Figure 1: Structures of Carnosol and Resvaratrol

  Resveratrol (3,5,4'-trihydroxy-trans-stilbene) (Figure1) is a stilbenoid, a type of natural phenol, and a phytoalexin produced naturally by several plants when under attack by pathogens such as bacteria or fungi. Resveratrol is also found in the skin of red grapes and in other fruits. Resveratrol has also been produced by chemical synthesis^[3] or by biotechnological synthesis (metabolic engineered micro-organisms)^[4] and is sold as a nutritional supplement derived primarily from Japanese knotweed. In mouse and rat experiments, anti-cancer, anti-inflammatory, blood-sugar-lowering and other beneficial cardiovascular effects of resveratrol have been reported. These results have yet to be replicated in humans.

  There is a profound need to explore and identify the anti-cancer properties of these two (carnosol, resvaretrol) medicinal herbs. These two compounds (carnosol, resvaretrol) have under various phases of research in individually. But the results are not satisfactory in their unique actions with high doses. Now our experiment could expect to limit the high dose criteria of these photochemical and more efficacies by combined action in rat models for cancer comprehensiveness.

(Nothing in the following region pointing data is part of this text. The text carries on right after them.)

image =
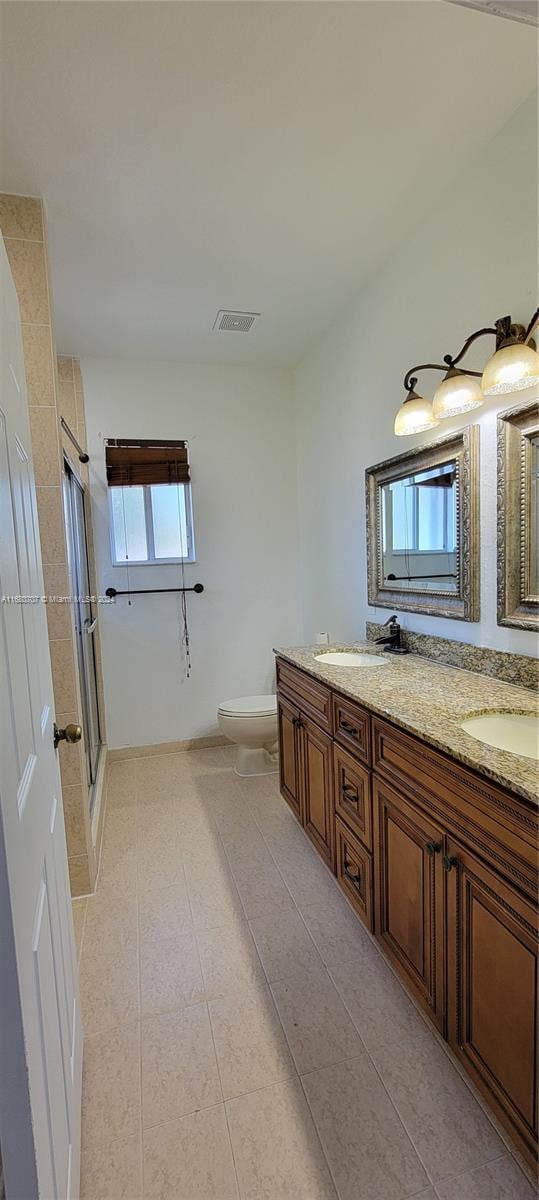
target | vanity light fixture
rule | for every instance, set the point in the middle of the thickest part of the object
(513, 367)
(414, 414)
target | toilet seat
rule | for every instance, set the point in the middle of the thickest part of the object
(247, 707)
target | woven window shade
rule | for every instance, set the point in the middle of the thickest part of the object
(130, 463)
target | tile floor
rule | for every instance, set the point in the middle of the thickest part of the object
(244, 1037)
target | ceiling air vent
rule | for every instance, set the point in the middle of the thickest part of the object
(526, 11)
(234, 322)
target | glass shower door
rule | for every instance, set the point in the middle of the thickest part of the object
(85, 622)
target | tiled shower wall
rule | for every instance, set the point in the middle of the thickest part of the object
(54, 390)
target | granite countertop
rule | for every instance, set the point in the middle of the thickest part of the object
(430, 701)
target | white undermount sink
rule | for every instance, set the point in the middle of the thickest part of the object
(516, 732)
(348, 659)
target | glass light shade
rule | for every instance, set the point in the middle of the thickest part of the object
(414, 415)
(456, 394)
(511, 369)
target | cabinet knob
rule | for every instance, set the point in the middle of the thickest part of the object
(348, 729)
(71, 733)
(349, 793)
(353, 879)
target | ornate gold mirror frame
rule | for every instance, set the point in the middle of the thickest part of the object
(462, 604)
(517, 517)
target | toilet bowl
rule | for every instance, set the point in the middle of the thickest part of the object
(251, 721)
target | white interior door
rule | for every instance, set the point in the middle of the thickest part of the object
(40, 1012)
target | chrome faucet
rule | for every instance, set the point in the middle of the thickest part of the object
(391, 642)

  Breast cancer is the third most common tumor in the world and represents 9% of the global cancer burden. This percentage varies considerably around the world: in high-risk areas, such as North America and western Europe, breast cancer accounts for one in four female cancers, while in low-risk areas such as China and Japan, it accounts for only one in eight to one in 16. The importance of environmental factors in the etiology of breast cancer is demonstrated by the change in risk in migrant populations. Risks factors include family history, high fat diet, early age of menarche, nulliparity and late age of menopause. In India one study saying that, in the city of Bombay there is an alarming rise of cases of breast cancer in women. It will double by 2025. An average of 1,300 cases was recorded in Mumbai every year between 2001 and 2005. According to a study by Tata Memorial Hospital, where population-based Mumbai Cancer Registry data was studied in women between the age group of 25 and 74, it was observed that cases of breast cancer have been increasing among older women (above 50 years) than the younger age group^[5].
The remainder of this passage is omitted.